First, I don't know how to call tcpdump in my batch program (which is written in C++ using the command system for making calls) before each run of my algorithm, since tcpdump requires another terminal to run in parallel with my application. And I can't run tcpdump in another computer since the network uses a switch. So I need to run it on the master node.
Second, I saw the traffic with tcpdump while my experiment was going on and I couldn't figure out what was the port used by MPI. It seems to use many ports. I wanted to know that for filtering the packages.
Third, I tried capturing whole packages and saving it to a file using tcpdump and in a few seconds the file was 3,5MB. But my whole experiment takes 2 days.
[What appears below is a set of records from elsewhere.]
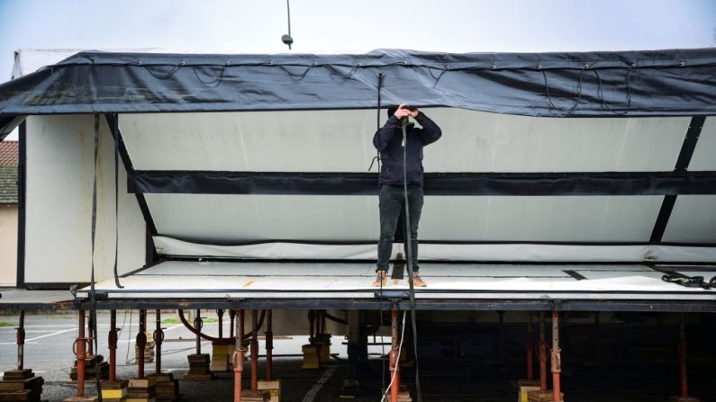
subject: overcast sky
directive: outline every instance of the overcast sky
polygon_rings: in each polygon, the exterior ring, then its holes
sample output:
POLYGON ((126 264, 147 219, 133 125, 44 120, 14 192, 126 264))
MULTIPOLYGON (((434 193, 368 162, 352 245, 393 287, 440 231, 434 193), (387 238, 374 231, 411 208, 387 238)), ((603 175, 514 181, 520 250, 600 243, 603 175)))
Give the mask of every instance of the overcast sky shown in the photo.
MULTIPOLYGON (((638 50, 716 45, 716 0, 291 0, 293 52, 638 50)), ((285 0, 0 0, 17 49, 288 51, 285 0)))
So the final log file will be huge if I follow this approach.
The ideal approach would be to capture just the size field in the header of the packages and sum this up to obtain the total amount of data transmitted. In that way the logfile would be much smaller than if I were capturing the whole package. But I don't know how to do it.
Another restriction is that I don't have access to the computer disc. So I only have the RAM and my 4GB USB Flash drive. So I can't have huge logfiles.
I have already thought about using some MPI tracing or profiling tool such as those mentioned at http://www.open-mpi.org/faq/?category=perftools. I have only tested Sun Performance Analyzer until now. The problem is that I guess it will be difficult to install those tools on BCCD and maybe even impossible. In addtion to that, this tool will make my experiment take longer to end, sice it adds overhead. But if someone is familiar with BCCD and think it is a good choice to use one of those tools, so please let me know.
Hope someone have a solution.
Implementations like tcpdump won't work if there are multi-core nodes which use shard memory to communicate, anyway.
Using something like MPE is almost certainly the way to go. Those tools add very little overhead, and some overhead is always going to be necessary if you want to count messages. You can use mpitrace to write out every MPI call, and parse the resulting text file yourself. By the way, note that MPE is explicitly discussed on the bccd website. MPICH2 comes with MPE built in, but it can be compiled for any implementation. I've only found a very modest overhead for MPE.
IPM is another nice tool that does counting of messages and sizes; you should be able either parse the XML output, or use the postprocessing tools and just manually integrate the graphs (say either bytes_rx/bytes_tx by rank, or the message buffer size/count graph). The overhead for IPM is even less than for MPE, and mostly comes after the program's finished running to do the file I/O.
If you were really super worried about the overhead with either of these approaches, you could always write your own MPI wrappers using the profiling interface that wrapped MPI_Send, MPI_Recv, etc, and just counted # of bytes sent and recieved for each process, and output only that total at the end.